As they made their way into the cross walk, authorities said Janeen Lundberg, 47, swerved to miss another car and plowed into them. Ambrosia died from her injuries.
“Both of my legs were broken,” said Amalathithada. “I have a rod from my knee to my ankle in my left leg and a plate in my right leg. My pelvis is broken in three places.”
But her greatest pain comes from what can’t be fixed.
“The worst part of everything is she took my daughter from me,” Amalathithada said. “I will never get to see my daughter again, and no excuse or apology will ever be good enough for taking my child’s life.”
On Monday, Lundberg was sentenced to up to five years in prison. Under a plea agreement, Lundberg pleaded guilty to negligent homicide and driving under the influence of drugs. Both are third degree felonies, which carry a maximum five-year sentence each. However, the judge ordered Lundberg serve the terms concurrently.

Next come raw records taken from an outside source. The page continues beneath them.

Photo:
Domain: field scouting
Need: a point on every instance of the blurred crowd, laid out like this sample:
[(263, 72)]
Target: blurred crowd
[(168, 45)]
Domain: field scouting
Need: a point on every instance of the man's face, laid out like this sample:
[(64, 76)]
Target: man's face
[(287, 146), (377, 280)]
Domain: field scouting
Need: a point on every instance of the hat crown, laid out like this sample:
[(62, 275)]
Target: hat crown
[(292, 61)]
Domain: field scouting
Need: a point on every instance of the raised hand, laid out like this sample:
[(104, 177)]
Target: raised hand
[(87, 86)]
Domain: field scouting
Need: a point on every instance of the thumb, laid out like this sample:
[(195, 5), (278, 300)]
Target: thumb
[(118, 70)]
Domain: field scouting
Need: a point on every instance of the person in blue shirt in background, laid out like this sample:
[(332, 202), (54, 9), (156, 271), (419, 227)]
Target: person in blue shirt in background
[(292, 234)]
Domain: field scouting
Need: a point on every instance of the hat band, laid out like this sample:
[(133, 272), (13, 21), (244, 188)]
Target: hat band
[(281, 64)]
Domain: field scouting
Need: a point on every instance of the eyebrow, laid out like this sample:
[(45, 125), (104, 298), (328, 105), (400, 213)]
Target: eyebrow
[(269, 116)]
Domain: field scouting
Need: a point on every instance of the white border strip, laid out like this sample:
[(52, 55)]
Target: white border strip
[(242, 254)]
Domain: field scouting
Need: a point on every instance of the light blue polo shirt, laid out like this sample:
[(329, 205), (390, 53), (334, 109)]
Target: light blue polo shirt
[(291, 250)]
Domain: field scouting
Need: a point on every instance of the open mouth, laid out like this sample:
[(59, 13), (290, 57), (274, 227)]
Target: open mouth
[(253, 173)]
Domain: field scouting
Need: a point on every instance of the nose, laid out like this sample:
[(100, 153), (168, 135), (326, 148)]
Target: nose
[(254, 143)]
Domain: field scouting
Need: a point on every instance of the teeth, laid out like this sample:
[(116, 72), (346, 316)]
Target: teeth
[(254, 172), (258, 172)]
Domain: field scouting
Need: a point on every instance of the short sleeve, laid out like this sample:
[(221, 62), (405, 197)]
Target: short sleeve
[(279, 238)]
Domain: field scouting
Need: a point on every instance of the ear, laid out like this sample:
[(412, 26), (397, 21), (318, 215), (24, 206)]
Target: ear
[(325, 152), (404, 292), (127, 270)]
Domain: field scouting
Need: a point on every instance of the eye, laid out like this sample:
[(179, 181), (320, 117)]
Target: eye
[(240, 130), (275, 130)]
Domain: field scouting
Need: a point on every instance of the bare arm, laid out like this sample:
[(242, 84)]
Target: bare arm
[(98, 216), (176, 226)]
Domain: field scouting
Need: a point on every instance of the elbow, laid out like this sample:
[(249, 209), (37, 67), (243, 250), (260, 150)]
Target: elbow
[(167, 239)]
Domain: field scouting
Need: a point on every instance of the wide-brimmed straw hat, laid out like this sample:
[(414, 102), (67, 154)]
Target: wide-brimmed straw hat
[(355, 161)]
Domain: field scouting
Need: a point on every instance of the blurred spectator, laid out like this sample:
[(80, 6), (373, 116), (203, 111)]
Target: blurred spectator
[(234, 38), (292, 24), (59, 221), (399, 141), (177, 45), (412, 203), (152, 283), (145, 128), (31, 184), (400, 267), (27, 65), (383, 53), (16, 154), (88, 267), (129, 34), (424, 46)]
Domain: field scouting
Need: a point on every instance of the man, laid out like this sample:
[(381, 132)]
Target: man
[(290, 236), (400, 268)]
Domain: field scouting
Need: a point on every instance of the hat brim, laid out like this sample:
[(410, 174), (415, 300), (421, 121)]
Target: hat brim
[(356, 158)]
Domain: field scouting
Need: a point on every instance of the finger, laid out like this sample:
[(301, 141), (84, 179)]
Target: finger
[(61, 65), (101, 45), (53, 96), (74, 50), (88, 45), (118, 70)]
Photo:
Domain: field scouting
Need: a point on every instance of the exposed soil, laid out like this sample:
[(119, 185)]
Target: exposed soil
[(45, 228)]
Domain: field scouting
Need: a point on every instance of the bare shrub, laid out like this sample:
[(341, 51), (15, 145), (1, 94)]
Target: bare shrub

According to prosecutors, Lundberg was drowsy from a mix of prescription medication when she hit Amalathithada and her daughter.
“To me, I think we’re all probably not in a position to cast the first stone. Who hasn’t had the opportunity or the event of coming upon a car in front of you, and we have to take aggressive action to either stop or evade a collision,” said Lundberg’s defense attorney, John Walsh.
In court, prosecutors said Lundberg knew better than to get behind the wheel that day, though, and she had even taken caffeine supplements just 15 minutes prior to the crash.
“She wants to express her just heartfelt sorrow for what a tragedy it’s been and what heartache it’s caused,” Walsh said.
The Board of Pardons will decide how much of the potential five-year sentence Lundberg will actually spend in prison. She has been in custody since November 2012.